Instead, the Giants finished 84-78, eight games behind the first-place Dodgers. Injuries disrupted the seasons of several key players, including Hunter Pence, Tim Lincecum, Angel Pagan, Matt Cain and Jake Peavy. But Panik's bad back was especially frustrating, since he had begun to flourish.
A National League All-Star in his first full season, Panik hit .312 with an .833 OPS in 100 games. His season essentially ended Aug. 1, when he reported discomfort after a typical performance -- 2-for-5 with two runs scored and an RBI at Texas. Panik tried to return in September, but was too wracked by pain after a three-game series Sept. 7-9 at Arizona to continue.

"It was not a fun time for me, just sitting on the bench and watching these guys battle every day and not being able to contribute," Panik recalled.
He missed the competition most of all.
"Especially in August and September," he said. "Those are the months your body's physically tired and that's when the true competitors really show up. That's when it really comes out. That's when everything's magnified. To sit back and miss those crunch-time moments -- it was different, difficult, but I learned from it."

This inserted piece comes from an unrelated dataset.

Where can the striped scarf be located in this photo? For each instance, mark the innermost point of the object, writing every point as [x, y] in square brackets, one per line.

Panik received only partial relief when he went home following the season to Hopewell Junction, N.Y., while the Mets made their October surge toward the World Series.
"I guess I was forced to watch it a little more because I have a few friends who are Mets fans," Panik said. "I was constantly reminded, basically, you missed out on this this year. But I was in the middle of my rehab and I was like, 'You know what? Keep pushing hard, because this is where you're going to be in a few years.'"

After being cleared to participate in baseball-related activities in mid-December, Panik and his fiancee, Brittany Pinto, went on a European vacation. The thought of Panik's back holding up through a transatlantic flight and quaint strolls on unforgiving cobblestoned streets might have prompted concern, at the very least. But, said Panik, "It worked out. Everything was good."
He obviously continues to feel that way.